Adam se leva, prit les deux tasses ainsi que le verre d'eau vide et entreprit de les laver.

— Je vois pas ce que je pourrais écrire, cria-t-il de la cuisine.

Juliette se leva à son tour. Elle s'appuya sur le plan de travail.

— Tout ce qui te passe par la tête. Qu'est-ce qui te rend triste, ce qui te rend heureux... Comment tu te sens pendant tes crises, ce qui pourrait les causer... Tout ça.

Il ouvrit la bouche pour répondre, mais un appel les coupa. Juliette s'excusa et s'éloigna pour répondre. Adam en profita pour terminer sa vaisselle, pour réfléchir.

— C'était une... amie. Je dois y aller, mais je crois en toi. Je sais que tu peux t'en sortir. Ça ira, t'en fais pas.

Adam acquiesça d'un hochement de tête. Et, tandis qu'il raccompagnait sa sœur à la porte, il eut envie de la prendre dans ses bras. Brève accolade à l'entrée, où la porte déjà ouverte laissait place à une Armande curieuse. Adam referma rapidement sa porte, les pas de sa sœur s'arrêtèrent sur le palier. Armande l'avait interceptée.

D'un pas las, il se traîna jusqu'à son salon où il prit place sur son fidèle canapé brun. Il resta là, assis dans le silence.

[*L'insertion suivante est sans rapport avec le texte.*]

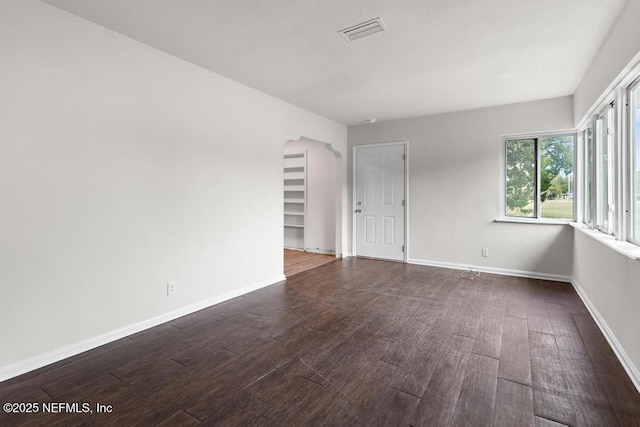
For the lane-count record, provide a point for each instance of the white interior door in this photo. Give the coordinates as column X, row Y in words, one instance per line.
column 380, row 201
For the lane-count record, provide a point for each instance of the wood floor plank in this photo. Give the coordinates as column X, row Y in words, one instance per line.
column 478, row 394
column 354, row 342
column 298, row 261
column 514, row 405
column 489, row 338
column 437, row 405
column 603, row 357
column 624, row 398
column 543, row 422
column 564, row 329
column 515, row 363
column 551, row 396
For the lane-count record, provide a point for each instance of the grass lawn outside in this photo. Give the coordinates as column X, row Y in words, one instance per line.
column 559, row 209
column 550, row 209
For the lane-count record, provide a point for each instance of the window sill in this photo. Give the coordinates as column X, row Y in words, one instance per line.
column 533, row 221
column 625, row 248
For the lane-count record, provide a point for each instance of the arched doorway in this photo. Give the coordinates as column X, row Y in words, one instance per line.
column 312, row 209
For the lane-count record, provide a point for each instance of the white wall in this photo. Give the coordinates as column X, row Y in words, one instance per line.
column 322, row 175
column 454, row 185
column 123, row 168
column 618, row 54
column 611, row 283
column 609, row 280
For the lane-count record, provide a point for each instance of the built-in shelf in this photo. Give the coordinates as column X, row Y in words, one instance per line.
column 295, row 199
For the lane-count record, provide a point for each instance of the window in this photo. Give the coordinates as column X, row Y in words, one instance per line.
column 634, row 97
column 604, row 169
column 539, row 177
column 590, row 176
column 610, row 163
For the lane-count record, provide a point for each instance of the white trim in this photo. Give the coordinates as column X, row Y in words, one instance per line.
column 625, row 248
column 617, row 348
column 405, row 143
column 502, row 199
column 543, row 221
column 492, row 270
column 42, row 360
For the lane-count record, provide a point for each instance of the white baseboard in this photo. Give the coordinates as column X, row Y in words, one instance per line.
column 321, row 251
column 627, row 364
column 39, row 361
column 492, row 270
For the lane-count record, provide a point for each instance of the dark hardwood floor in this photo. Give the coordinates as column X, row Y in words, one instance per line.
column 297, row 261
column 354, row 342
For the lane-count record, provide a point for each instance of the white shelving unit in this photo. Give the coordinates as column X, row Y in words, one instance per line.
column 295, row 199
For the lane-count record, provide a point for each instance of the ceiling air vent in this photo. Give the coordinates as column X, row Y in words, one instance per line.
column 363, row 29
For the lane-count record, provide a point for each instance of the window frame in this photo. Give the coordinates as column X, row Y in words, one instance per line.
column 622, row 210
column 536, row 219
column 631, row 207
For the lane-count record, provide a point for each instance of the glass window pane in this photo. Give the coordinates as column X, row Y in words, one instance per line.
column 588, row 137
column 635, row 144
column 603, row 171
column 521, row 177
column 556, row 177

Le soleil terminait doucement sa journée de travail, il remballait ses affaires, laissant des lueurs orangées entrer dans l'appartement d'Adam. Reparler d'André l'avait remué. Il ne s'imaginait pas que repenser à tout le mal que son oncle lui avait fait lui causerait encore du tort.

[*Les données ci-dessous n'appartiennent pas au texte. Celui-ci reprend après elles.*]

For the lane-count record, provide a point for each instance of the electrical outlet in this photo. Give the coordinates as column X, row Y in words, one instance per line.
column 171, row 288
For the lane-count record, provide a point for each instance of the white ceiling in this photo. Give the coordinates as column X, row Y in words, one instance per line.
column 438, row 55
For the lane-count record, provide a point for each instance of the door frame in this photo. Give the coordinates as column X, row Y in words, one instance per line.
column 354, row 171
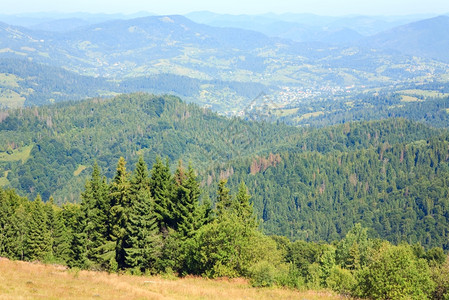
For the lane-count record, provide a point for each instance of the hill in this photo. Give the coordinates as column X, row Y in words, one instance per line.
column 36, row 280
column 426, row 38
column 293, row 173
column 142, row 47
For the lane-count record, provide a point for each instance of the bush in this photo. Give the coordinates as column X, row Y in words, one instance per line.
column 263, row 274
column 341, row 280
column 290, row 276
column 395, row 273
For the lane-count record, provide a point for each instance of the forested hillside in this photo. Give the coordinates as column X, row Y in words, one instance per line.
column 155, row 222
column 307, row 183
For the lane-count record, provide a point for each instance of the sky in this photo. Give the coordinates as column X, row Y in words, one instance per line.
column 320, row 7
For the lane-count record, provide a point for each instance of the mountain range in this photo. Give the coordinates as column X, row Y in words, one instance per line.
column 120, row 49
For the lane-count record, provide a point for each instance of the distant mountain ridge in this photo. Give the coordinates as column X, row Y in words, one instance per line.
column 427, row 38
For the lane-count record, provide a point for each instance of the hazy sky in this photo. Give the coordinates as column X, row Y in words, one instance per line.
column 322, row 7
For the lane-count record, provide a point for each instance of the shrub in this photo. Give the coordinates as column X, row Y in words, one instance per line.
column 341, row 280
column 263, row 274
column 395, row 273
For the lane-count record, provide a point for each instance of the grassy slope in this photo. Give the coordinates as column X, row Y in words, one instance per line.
column 21, row 280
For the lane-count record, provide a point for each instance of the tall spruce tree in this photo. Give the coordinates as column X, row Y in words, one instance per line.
column 242, row 208
column 224, row 198
column 187, row 212
column 143, row 240
column 96, row 205
column 120, row 209
column 75, row 222
column 161, row 187
column 38, row 239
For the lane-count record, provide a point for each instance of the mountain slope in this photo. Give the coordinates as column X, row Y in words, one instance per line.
column 426, row 38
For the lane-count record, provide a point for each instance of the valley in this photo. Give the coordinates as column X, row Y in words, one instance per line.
column 301, row 155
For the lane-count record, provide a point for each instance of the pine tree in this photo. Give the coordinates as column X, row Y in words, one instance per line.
column 187, row 202
column 95, row 206
column 75, row 222
column 143, row 244
column 161, row 187
column 61, row 238
column 242, row 208
column 224, row 199
column 38, row 240
column 120, row 209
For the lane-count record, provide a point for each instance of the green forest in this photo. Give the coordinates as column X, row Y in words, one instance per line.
column 149, row 222
column 311, row 184
column 338, row 207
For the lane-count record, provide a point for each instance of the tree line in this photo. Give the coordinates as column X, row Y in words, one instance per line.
column 158, row 221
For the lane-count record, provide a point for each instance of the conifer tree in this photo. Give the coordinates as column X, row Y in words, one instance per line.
column 95, row 206
column 161, row 187
column 242, row 208
column 75, row 222
column 61, row 238
column 224, row 198
column 38, row 240
column 187, row 211
column 143, row 244
column 120, row 209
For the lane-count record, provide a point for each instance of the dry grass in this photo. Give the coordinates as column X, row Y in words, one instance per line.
column 21, row 280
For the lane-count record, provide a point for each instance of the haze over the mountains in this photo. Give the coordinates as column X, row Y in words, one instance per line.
column 219, row 57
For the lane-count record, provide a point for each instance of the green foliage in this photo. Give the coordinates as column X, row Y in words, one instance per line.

Des frissons le parcoururent. Alors, il se leva et entra dans sa chambre en évitant son miroir. Il attrapa un gros pull qu'il enfila. Il sortit de sa chambre, chemin inverse jusqu'à sa place fétiche, le canapé. Mais il ne put s'empêcher de faire demi-tour. À nouveau devant son miroir, Adam jeta un coup d'œil. Images enfouies qui réapparaissaient sans crier gare. Lui à 12, 15, 17 ans. Lui avant. Lui et son corps trop gros. Il se revit comme avant. Comme la grosse merde que je suis. Son image restait figée dans le passé. Seule chose qui différait entre toutes ses versions, c'était son regard. Il était éteint.

Adam s'approcha davantage de son miroir, souleva son pull. Ses yeux se fermèrent brusquement tandis que son ventre se reflétait. Il passa sa main sur sa peau, là où elle était distendue. Il avait perdu du poids trop vite, son corps n'avait pas eu le temps de s'adapter. Il tira un peu dessus ; on dirait de la pâte à pain, ça me dégoûte. Il abaissa son pull, claqua la porte de sa chambre. Assis à nouveau sur son canapé, son ventre gargouilla. Une nouvelle crise l'attendait.